Quando l’indignazione avrà lasciato spazio alla necessità di trovare un compromesso di fronte a una rottura che pare difficilmente sanabile, bisognerà ragionare su alcuni fatti. Che ci raccontano di come la nascita della Superlega, oltre ad essere un processo irreversibile, è anche qualcosa che, lo racconta il passato, potrebbe spostare ben poco dell’economia dei risultati nei campionati domestici. La discussione non può prescindere da una presa di coscienza: i giovani tifosi di oggi non sono gli stessi di trent’anni fa e il modo di fruire lo spettacolo è in continuo divenire. Due aspetti che i club più attrattivi non possono ignorare. Non abbiamo scoperto stanotte che i soldi muovono il calcio. Avviene da almeno vent’anni.
Due decenni in cui la Serie A è stata vinta da tre squadre, guarda caso le stesse che hanno partecipato alla fondazione della Superlega. Nelle due stagioni precedenti era toccato a Roma e Lazio, con le conseguenze finanziarie che conosciamo. Le “favole” che, secondo i detrattori della nuova creatura annunciata, vengono messe a repentaglio con la “competizione dei ricchi” negli ultimi due decenni sono esistite arrivando seconde, terze, quarte, quinte. E vincendo una volta ogni 40 anni, come accaduto con Verona e Sampdoria. È più probabile che ciò non accada mai più o che accada con la stessa (misera) frequenza? Insomma, la nascita della Superlega mette davvero a repentaglio la possibilità per le ‘piccole’ di farsi largo o esiste – da decenni – un gigantesco gap per il quale nessuno si è stracciato le vesti? Al netto di un potenza economico-finanziaria che si allargherebbe, vale la pena ricordare che la stagione delle partecipanti alla Superlega sarebbe così zeppa di impegni da rendere complicato anche il campionato.
Un piccolo esempio di come l’assioma “con i club più ricchi, gli altri non vinceranno mai” possa risultare fallace viene dalla pallacanestro. L’Olimpia Milano è l’unico club italiano di basket con licenza pluriennale di Eurolega (la competizione a cui la Superlega si avvicinerebbe davvero, non alla sempre troppo citata a sproposito Nba) e ha un budget (di molto) superiore a tutte le altre squadre. Bene: ha vinto 3 degli ultimi sei campionati. Nelle tre stagioni senza scudetto non è neanche arrivata in finale, dove si sono contese il titolo Venezia (due volte campione), Sassari (una volta campione), Reggio Emilia e Trento.

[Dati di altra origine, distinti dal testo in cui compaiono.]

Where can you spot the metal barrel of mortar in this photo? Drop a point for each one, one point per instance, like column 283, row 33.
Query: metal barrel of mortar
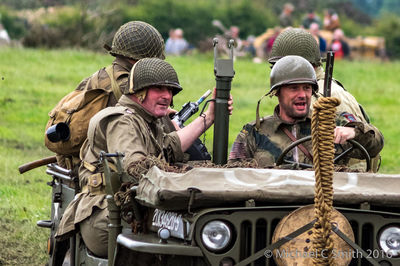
column 223, row 70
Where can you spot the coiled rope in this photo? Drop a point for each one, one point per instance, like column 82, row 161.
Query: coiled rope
column 322, row 128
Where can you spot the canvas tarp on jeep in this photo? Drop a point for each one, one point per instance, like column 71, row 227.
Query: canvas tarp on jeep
column 216, row 187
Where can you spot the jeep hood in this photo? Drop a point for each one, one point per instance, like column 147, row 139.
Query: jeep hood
column 225, row 187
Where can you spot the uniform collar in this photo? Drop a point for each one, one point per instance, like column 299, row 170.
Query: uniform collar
column 125, row 64
column 277, row 121
column 127, row 102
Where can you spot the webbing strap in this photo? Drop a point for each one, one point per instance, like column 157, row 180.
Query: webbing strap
column 301, row 147
column 114, row 86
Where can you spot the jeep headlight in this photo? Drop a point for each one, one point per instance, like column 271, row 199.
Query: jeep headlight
column 389, row 241
column 216, row 235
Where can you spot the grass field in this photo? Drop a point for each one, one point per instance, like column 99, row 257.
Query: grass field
column 33, row 81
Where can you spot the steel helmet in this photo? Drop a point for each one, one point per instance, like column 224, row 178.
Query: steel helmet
column 137, row 40
column 149, row 72
column 292, row 69
column 295, row 41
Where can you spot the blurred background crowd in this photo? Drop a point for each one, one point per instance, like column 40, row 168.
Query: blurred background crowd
column 352, row 28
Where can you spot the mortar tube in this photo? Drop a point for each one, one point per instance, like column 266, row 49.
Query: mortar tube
column 221, row 120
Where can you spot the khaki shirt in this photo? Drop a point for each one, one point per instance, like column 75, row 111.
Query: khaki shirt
column 129, row 129
column 266, row 144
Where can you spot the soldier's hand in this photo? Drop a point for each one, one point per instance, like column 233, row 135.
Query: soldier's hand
column 342, row 134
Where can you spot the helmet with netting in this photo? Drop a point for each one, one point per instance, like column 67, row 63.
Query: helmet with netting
column 150, row 72
column 137, row 40
column 292, row 69
column 295, row 41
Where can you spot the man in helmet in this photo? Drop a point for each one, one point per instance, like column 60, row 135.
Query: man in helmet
column 295, row 41
column 133, row 127
column 293, row 81
column 132, row 41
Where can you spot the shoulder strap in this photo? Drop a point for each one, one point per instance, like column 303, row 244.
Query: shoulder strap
column 114, row 86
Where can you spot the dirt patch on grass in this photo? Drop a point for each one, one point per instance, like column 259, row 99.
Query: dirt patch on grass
column 22, row 243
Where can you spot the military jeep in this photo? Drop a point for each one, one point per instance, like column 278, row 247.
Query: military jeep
column 231, row 216
column 235, row 216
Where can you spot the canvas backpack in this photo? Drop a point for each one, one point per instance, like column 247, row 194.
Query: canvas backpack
column 76, row 109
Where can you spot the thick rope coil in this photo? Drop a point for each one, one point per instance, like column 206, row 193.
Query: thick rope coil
column 322, row 128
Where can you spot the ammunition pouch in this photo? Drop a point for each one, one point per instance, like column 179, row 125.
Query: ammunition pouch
column 96, row 184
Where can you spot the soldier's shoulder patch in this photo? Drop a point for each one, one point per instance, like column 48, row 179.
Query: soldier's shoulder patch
column 349, row 117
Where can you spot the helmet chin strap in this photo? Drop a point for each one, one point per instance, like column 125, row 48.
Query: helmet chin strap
column 258, row 120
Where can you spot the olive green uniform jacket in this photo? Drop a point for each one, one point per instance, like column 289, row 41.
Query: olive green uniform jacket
column 348, row 103
column 100, row 79
column 266, row 144
column 126, row 128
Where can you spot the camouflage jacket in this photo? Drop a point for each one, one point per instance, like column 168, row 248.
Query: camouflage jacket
column 126, row 128
column 266, row 144
column 108, row 131
column 348, row 103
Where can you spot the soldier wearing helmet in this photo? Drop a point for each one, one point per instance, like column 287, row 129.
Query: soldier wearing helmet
column 133, row 127
column 132, row 41
column 295, row 41
column 293, row 81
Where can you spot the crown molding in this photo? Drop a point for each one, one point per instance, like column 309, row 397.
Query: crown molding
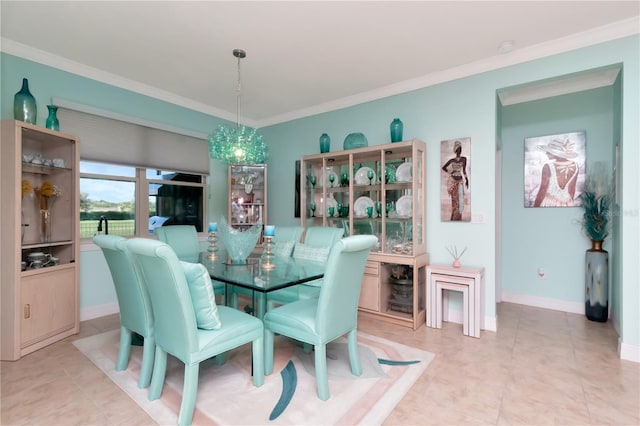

Negli ultimi 8 anni Milano ha vinto 3 volte la Coppa Italia e perso una finale. Nel restante 50% dei casi non è arrivata a giocarsi il trofeo. In questa stagione – con 3 gare da giocare – è prima con appena 2 punti di vantaggio su Brindisi, che ha una gara da recuperare e l’ha battuta due volte negli scorsi diretti. Insomma: non è detto che chiuda al primo posto.
Al netto di ciò che verrà e delle parole di difesa da parte dell’Uefa, la Champions League è già oggi, di fatto, un circolo privato: alle prime 5 leghe europee sono andati, due anni fa, 268 milioni (su 292) del market pool. E vale la pena ricordare che nel nuovo format presentato oggi è previsto l’invito per i club blasonati che, avendo cannato la stagione nel proprio campionato, non si sono qualificate per la stagione della principale coppa europea. Il calcio è business, chi fa il business ha deciso che vuole farlo in modo diverso. Meglio, ha deciso di farselo in proprio. Non ci sono santi né eroi, né nella Superlega né all’Uefa. Di certo, il processo va governato. Forse Aleksander Ceferin dovrebbe pensare a questo, invece che a minacciare. Non sarei così certo che lui, la Fifa, le federazioni e le leghe nazionali abbiano il coltello dalla parte del manico.